From the perspective of international law, the death penalty constitutes a form of inhuman punishment and contravenes Palestine’s human rights obligation. In addition to the Second Optional Protocol, there are numerous international efforts toward the abolition of the death penalty. For instance, the UN General Assembly issued a set of resolutions urging the States to reduce the number of offenses for which the death penalty may be imposed and limit its application and urged the States which have abolished the death penalty not to reintroduce it. And while Article 6 ICCPR permits the use of the death penalty in limited circumstances, it also provides that “nothing in this article shall be invoked to delay or to prevent the abolition of capital punishment by any State Party to the present Covenant”, including the State of Palestine.

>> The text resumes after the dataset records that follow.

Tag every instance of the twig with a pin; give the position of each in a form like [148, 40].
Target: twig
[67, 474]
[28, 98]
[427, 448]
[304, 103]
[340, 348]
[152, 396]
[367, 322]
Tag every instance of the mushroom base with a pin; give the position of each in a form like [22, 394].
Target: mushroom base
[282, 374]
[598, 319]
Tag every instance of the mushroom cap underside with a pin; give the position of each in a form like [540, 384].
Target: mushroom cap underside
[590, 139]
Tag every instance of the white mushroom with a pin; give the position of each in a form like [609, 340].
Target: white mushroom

Notably, Decision No. 5 (2017) of the Palestinian Supreme Constitutional Court stipulated that international conventions must be incorporated into national laws to enter into force nationally.

 

On World Day Against the Death Penalty, considering the foregoing and the current state of legal affairs in Palestine deriving from the division among public authorities, the many difficulties in holding general elections for the Palestinian Legislative Council, and the fact that the death penalty is an inhumane punishment that violates the right to life, Al Mezan calls on Palestinian authorities immediately abolish the death penalty from national legislation.

 

We further note that the objective of Palestine’s accession to core human rights conventions should not only be to strengthen Palestine’s political and legal position at the international level but at the internal level as well, by enabling Palestinians to benefit from the rights guaranteed under those conventions in their daily life. This requires rebuilding the Palestinian political system on democratic grounds, holding public elections, and integrating international human rights law obligations into the Palestinian legal system, and promoting the principle of the independence of the judiciary, as one of the guarantees of human rights and fundamental freedoms.